From the Series
Lucy Knops and Julia Plevin, both graduates of the School of Visual Arts, have designed Critter Bitters, a new insects-as-food product that fuses cricket into cocktail bitters.
The designers created Critter Bitters in response to a report called "Edible Insects: Future Prospects for Food and Feed Security” released by the Food and Agriculture Organisation of the United Nations (FAO) two years ago.
The report proposed that we re-evaluate what we eat and how we produce it to meet the food and nutrition challenges of the present and the future. As the title suggests, the FAO was directly proposing that we look at insects as a possible solution because insects like crickets are packed with more protein than beef and require a fraction of the land, water, and feed as livestock.
Entomophagy, the human consumption of insects as food, is common in some cultures. Eating leafcutter ants is traditional in some regions of Colombia and northeast Brazil, fried silkworm pupae are sold by street vendors in China, and caterpillars are eaten in some Southern African regions.
Knops and Plevin researched Entomophagy and discovered that in the Western world, people suffered a psychological barrier that prevented them from viewing insects as food. So, rather than adopt other traditions' rituals around eating insects, the two young designers created an all-American Entomophagy experience.

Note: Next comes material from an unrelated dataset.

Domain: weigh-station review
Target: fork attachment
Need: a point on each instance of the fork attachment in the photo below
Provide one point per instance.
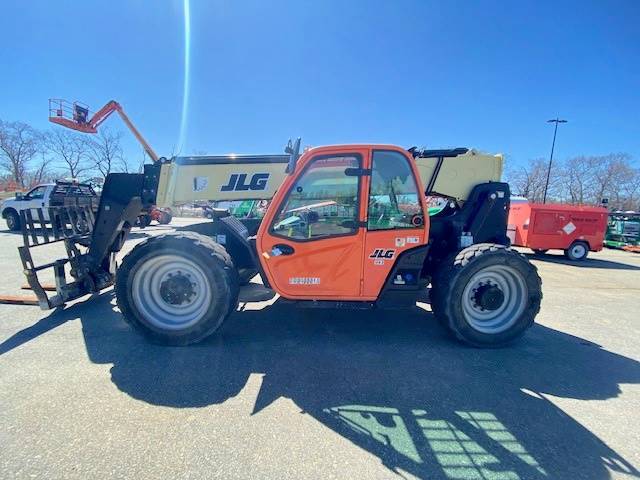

Critter Bitters is a “gateway” to Entomophagy. The handcrafted cocktail bitters are made with toasted crickets, vanilla, cacao and toasted almond and can be used in the same way as traditional cocktail bitters. “Critter Bitters take ‘the ick factor’ out of entomophagy,” say Knops and Plevin. “Cocktails won't save the world, but eating bugs might.”
Critter Bitters has already proved to be popular. Knops and Plevin have launched a Kickstarter campaign to assist them in scaling up their production.